Perpindahan kekuasaan
dari Raja Kecil ke Sultan Muhammad Abdul Jalil Jalaluddin Muzafar Syah
sebenarnya diwarnai dengan sengketa perebutan tahta. Hal ini terjadi karena
sultan pengganti merupakan anak bungsu dari Raja Kecil. Raja Kecil sebenarnya
mempunyai 3 orang putera, yaitu Tengku Alamuddin, Tengku Muda, dan Tengku Buang
Asmara. Perebutan tahta terjadi antara Tengku Buang Asmara dan Tengku
Alamuddin. Sedangkan Tengku Muda telah meninggal dunia di usia yang masih
sangat muda. Akhirnya perebutan tahta dimenangkan oleh Tengku Muda, sedangkan
Tengku Alamuddin mengundurkan diri ke Johor.
Pemerintahan Sultan
Muhammad Abdul Jalil Jalaluddin Muzafar Syah ditandai dengan perpindahan pusat
kekuasaan dari Buantan ke Mempura pada 1760 dan penggantian nama Sungai Jantan
menjadi Sungai Siak.
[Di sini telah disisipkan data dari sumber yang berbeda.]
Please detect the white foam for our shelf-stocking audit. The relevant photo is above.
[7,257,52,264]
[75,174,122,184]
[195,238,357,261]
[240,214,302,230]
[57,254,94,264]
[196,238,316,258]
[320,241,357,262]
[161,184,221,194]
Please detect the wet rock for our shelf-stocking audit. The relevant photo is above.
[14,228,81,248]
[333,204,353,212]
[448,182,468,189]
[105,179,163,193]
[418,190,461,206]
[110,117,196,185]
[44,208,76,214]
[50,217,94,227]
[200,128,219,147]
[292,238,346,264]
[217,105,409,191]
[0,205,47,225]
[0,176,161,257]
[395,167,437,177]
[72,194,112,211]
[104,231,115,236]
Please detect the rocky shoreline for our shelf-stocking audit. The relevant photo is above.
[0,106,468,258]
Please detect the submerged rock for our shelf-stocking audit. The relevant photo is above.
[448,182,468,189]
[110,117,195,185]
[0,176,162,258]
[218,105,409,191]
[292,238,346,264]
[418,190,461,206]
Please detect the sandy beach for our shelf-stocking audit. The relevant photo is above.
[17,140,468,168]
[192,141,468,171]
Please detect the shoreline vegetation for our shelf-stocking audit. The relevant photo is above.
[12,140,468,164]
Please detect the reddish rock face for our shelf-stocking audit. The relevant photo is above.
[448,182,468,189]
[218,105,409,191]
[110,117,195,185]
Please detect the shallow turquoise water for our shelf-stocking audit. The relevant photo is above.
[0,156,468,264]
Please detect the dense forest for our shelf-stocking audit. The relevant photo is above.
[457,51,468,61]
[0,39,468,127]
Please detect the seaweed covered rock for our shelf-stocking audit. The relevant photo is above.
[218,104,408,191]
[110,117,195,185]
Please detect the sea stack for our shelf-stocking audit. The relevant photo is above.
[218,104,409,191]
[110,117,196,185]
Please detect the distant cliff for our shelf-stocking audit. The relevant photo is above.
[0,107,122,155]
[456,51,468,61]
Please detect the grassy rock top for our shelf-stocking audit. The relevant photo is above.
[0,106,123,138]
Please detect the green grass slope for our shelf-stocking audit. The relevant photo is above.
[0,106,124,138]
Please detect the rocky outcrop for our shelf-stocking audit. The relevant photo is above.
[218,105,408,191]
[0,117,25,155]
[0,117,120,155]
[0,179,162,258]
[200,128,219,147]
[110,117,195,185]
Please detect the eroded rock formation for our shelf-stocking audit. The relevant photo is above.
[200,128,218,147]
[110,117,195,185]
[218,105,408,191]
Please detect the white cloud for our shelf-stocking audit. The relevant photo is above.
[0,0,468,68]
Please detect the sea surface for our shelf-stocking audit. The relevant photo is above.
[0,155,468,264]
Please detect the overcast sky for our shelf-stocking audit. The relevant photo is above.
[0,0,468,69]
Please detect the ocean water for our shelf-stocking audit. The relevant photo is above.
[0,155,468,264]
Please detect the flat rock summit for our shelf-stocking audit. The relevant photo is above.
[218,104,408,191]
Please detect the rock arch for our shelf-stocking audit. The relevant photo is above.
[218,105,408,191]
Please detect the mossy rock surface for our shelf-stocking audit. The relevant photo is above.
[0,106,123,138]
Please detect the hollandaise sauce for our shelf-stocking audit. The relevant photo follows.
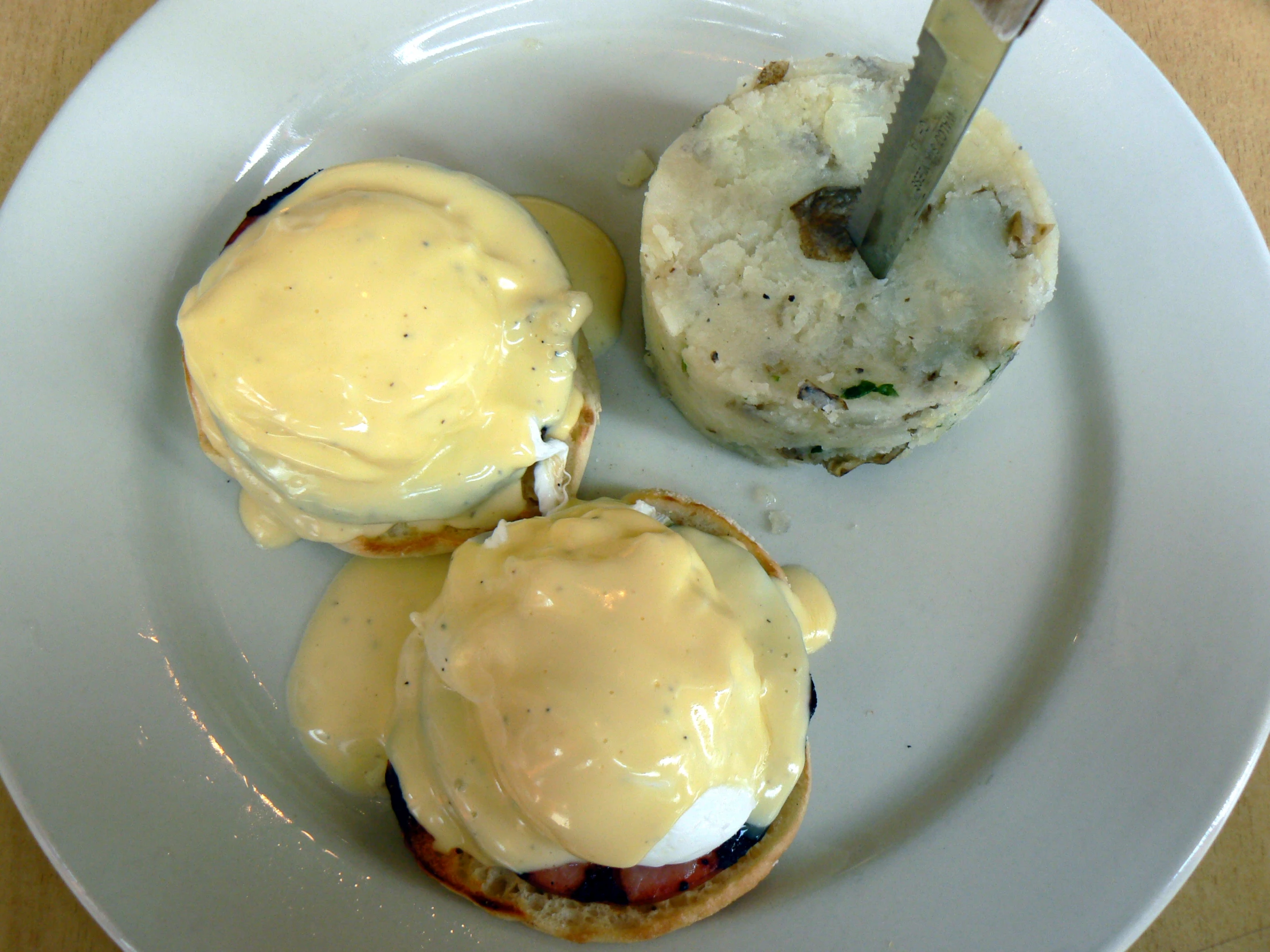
[288,500,833,872]
[287,556,449,794]
[178,159,621,545]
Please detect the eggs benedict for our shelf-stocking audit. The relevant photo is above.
[288,491,834,941]
[177,159,599,556]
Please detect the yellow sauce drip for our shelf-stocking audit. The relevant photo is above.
[516,195,626,354]
[781,565,838,655]
[178,159,590,524]
[239,489,300,548]
[287,556,449,794]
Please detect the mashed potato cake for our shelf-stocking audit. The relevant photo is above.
[640,56,1058,476]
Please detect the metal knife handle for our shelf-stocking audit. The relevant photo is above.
[971,0,1045,42]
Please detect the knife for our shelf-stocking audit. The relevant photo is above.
[847,0,1044,278]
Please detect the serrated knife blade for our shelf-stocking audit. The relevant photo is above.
[847,0,1044,278]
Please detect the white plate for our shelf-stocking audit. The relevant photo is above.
[0,0,1270,952]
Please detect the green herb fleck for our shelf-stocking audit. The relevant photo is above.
[842,380,899,400]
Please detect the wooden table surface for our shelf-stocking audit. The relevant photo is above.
[0,0,1270,952]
Oleh karena itu dinamakan pula Kesultanan Siak dan
pusatnya bernama Siak Sri Indrapura. Sejak saat itulah, Kesultanan Siak resmi
memakai nama Kesultanan Siak Sri Indrapura. Selain itu, pemerintahan Sultan
Muhammad Abdul Jalil Jalaluddin Muzafar Syah juga ditandai dengan konfrontasi
secara langsung dengan Belanda untuk pertama kalinya. Perang terjadi di daerah
Guntung pada 1760. Inilah kemenangan terbesar Kesultanan Siak Sri Indrapura
atas Belanda. Atas kekalahan ini, Belanda mundur dan untuk sementara
menghentikan upaya penaklukan Kesultanan Siak Sri Indrapura.
Pada 1765 Sultan
Muhammad Abdul Jalil Jalaluddin Muzafar Syah wafat dan dimakamkan di Mempura.
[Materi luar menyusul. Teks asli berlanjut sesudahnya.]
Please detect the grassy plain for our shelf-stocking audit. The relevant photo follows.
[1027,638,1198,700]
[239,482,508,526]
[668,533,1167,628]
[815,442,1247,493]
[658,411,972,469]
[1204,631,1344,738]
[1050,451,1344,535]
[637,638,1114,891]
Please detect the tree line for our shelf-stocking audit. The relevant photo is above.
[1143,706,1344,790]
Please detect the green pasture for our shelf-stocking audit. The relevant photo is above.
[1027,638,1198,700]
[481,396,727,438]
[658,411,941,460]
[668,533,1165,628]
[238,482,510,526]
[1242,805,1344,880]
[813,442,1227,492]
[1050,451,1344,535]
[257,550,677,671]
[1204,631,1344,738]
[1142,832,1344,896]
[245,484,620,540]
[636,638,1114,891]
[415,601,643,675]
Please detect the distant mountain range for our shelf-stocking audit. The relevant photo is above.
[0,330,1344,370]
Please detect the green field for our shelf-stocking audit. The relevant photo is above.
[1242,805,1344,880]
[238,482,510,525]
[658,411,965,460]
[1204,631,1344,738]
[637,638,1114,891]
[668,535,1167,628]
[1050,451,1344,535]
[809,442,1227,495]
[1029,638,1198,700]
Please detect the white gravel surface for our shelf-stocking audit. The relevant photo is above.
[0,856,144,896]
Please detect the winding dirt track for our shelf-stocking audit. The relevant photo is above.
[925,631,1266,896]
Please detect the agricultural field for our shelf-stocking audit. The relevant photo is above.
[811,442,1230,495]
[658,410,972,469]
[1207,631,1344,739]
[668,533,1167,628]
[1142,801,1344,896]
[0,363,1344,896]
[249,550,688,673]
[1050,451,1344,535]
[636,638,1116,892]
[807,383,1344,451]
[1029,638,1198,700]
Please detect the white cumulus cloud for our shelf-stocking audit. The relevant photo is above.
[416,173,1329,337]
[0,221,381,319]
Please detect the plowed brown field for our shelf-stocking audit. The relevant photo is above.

Sebagai pengganti naiklah puteranya bernama Tengku Ismail bergelar Sultan
Ismail Abdul Jalil Jalaluddin Syah (1765-1767). Pergantian pemegang kekuasaan
di Kesultanan Siak Sri Indrapura membuat keinginan Belanda untuk menaklukkan
Kesultanan Siak Sri Indrapura muncul kembali. Dengan memperalat Tengku
Alamuddin, Belanda kembali menyerang Kesultanan Siak Sri Indrapura dan berhasil
menaklukkannya pada 1766. Pada 1967 bertahtalah Tengku Alamuddin dengan gelar
Sultan Abdul Jalil Alamuddin Syah.
Pada masa
pemerintahan Sultan Abdul Jalil Alamuddin Syah, pusat pemerintahan Kesultanan
Siak Sri Indrapura berpindah ke Senapelan. Beliau membuat sebuah pekan (pasar)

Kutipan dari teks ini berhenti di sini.